Visiting the Institut Curie in Paris recently got me thinking about the distinct lack of famous female Nobel Prize winners in science (Marie Curie excepted). The world rightly celebrated the incredible life and achievements of Stephen Hawking when he died last month. Yet the recent 60th anniversary of another brilliant scientist who also didn’t win a Nobel Prize but who happened to be a woman passed pretty much unnoticed.
Rosalind Franklin died on April 16th 1958 at the tender age of 37, but packed at least two lifetime’s worth of high quality science into her career. In the years since her death, she has won recognition among scientists for her research on the molecular structure of coal, viruses and, most notably, DNA. But wider fame has remained elusive.
Her X-ray diffraction images of DNA enabled the University of Cambridge’s Francis Crick and James Watson to identify the molecule’s double helix structure, which they wrote about in a paper published 65 years ago on April 25th 1953. Yet only Crick, Watson and Franklin’s colleague Maurice Wilkins received the Nobel Prize for Physiology or Medicine in 1962 for the discovery.
Hawking never received a Nobel Prize primarily because his seminal discovery in 1974 that black holes can emit radiation was entirely theoretical, and the Nobel Committee tends to favour experimentalists over theorists. In contrast, Franklin’s work could never be accused of lacking experimental rigour. Indeed, her insistence on robust and carefully collected data at the expense of building scientific models perhaps undermined her chances of receiving the title of discoverer of “the secret of life”. However, the Nobel Committee chose to honour Crick and Watson for their theoretical model.

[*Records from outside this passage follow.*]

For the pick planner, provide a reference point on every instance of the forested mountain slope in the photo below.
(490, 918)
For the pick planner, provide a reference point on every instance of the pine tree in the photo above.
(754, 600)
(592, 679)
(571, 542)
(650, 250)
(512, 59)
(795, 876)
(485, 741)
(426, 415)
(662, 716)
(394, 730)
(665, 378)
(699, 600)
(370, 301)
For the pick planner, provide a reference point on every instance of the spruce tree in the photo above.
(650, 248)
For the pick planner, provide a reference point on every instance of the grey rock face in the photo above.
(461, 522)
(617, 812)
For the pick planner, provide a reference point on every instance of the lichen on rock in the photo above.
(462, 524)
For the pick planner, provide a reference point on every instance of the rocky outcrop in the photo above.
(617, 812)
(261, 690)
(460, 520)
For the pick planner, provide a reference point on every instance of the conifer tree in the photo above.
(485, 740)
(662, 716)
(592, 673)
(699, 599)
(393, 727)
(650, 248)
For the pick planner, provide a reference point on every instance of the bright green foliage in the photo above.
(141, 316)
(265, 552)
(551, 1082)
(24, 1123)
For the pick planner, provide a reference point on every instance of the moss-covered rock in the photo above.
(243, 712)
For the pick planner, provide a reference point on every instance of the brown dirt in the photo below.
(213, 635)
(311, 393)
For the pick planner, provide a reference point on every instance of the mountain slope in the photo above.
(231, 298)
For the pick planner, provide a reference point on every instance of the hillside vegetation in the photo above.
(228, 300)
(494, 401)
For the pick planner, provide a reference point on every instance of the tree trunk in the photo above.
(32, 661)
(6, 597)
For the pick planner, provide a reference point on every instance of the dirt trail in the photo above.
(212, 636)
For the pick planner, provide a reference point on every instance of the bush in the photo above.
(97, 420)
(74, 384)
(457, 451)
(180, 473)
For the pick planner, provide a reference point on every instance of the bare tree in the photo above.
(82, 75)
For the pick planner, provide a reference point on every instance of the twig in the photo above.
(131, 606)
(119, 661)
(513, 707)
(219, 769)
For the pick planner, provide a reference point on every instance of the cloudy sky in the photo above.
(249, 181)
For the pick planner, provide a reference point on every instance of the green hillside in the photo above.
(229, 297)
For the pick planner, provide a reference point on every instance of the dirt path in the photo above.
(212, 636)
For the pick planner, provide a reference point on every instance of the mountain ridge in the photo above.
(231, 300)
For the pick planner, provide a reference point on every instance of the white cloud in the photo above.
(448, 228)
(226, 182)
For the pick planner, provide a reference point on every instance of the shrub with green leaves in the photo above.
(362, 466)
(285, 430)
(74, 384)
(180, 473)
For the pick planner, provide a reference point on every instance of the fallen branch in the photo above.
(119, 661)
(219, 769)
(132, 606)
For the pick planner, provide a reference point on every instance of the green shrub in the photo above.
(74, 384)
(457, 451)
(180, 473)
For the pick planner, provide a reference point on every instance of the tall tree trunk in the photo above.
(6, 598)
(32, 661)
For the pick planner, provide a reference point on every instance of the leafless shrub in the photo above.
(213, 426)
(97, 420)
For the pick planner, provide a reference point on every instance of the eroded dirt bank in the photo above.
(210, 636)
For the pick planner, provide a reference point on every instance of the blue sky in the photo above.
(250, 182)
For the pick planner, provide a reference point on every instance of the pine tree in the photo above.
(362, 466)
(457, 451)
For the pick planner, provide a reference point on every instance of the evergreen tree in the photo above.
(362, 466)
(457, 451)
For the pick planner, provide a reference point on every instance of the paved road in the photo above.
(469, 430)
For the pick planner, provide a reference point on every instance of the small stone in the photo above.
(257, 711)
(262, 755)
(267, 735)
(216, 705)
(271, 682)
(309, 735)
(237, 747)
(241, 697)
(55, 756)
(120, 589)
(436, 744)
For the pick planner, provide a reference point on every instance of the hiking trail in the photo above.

What ultimately disqualified her from receiving the Nobel was her death four years earlier, as Nobels can only go to people who are alive to collect them. But I believe that even if Franklin had lived, the Nobel Committee would still have given the prize to Crick, Watson and Wilkins.
Overlooked
For a start, history was against her. The last woman scientist to receive a Nobel before this point had been Gerty Cori in 1947 and she was only the third, following Curie and her daughter Irene. Though more women scientists did win the prize later on in the 1960s, the prevailing mood of the day still discriminated against women. Even in 1974, the Northern Irish scientist who discovered radio pulsars, Jocelyn Bell Burnell, was overlooked for the Nobel Prize for Physics in favour of her male supervisor.
Franklin experienced the sexism of science firsthand. She graduated from the University of Cambridge in 1941 when women were still not recognised as full members of the university or entitled to a degree award. She also had to protest against lower pay compared to her male colleagues and her lack of promotion even when she was publishing work in the top scientific journals.
The power politics of professional rivalries and alliances were also in play. The key image that revealed the double helix structure of DNA, known as “Photograph 51”, was taken by Franklin and her PhD student Raymond Gosling at King’s College London in May 1952. Her King’s colleague Maurice Wilkins then showed this iconic image to Watson at Cambridge without Franklin’s knowledge or consent. Watson and Crick also gained access to a King’s report that Franklin had helped prepare, which contained extra experimental information that Crick crucially recognised as the final piece of the puzzle. The fact that Franklin moved from King’s to the less well regarded Birkbeck College in 1953 probably didn’t help her cause either.
Despite all this, I have no doubt that if Franklin had lived she would eventually have become the second British woman to win a Nobel Prize in 1982 for her research on viruses and protein-nucleic crystal structures. In her absence, the prize for chemistry went to Aaron Klug, her mentee who did so much to restore her reputation in the years after her death.
Aside from her work on DNA, Franklin demonstrated that the related molecule RNA was shaped in a single strand rather than a double helix. She also proved through her elegant X-ray crystallography that the proteins of the tobacco mosaic virus formed a spiral hollow tube with RNA wrapped around it. Ironically, this confirmed the spiral tube hypothesis that James Watson had put forward in the early 1950s. This elegant work was a forerunner to research on the polio virus, which Klug completed after her death and published in her memory.
Franklin herself seemed to see this work as her real success. The inscription she composed for her gravestone in Willesden Cemetery in London says: “Her Research and Discoveries on Viruses Remain of Lasting Benefit to Mankind.”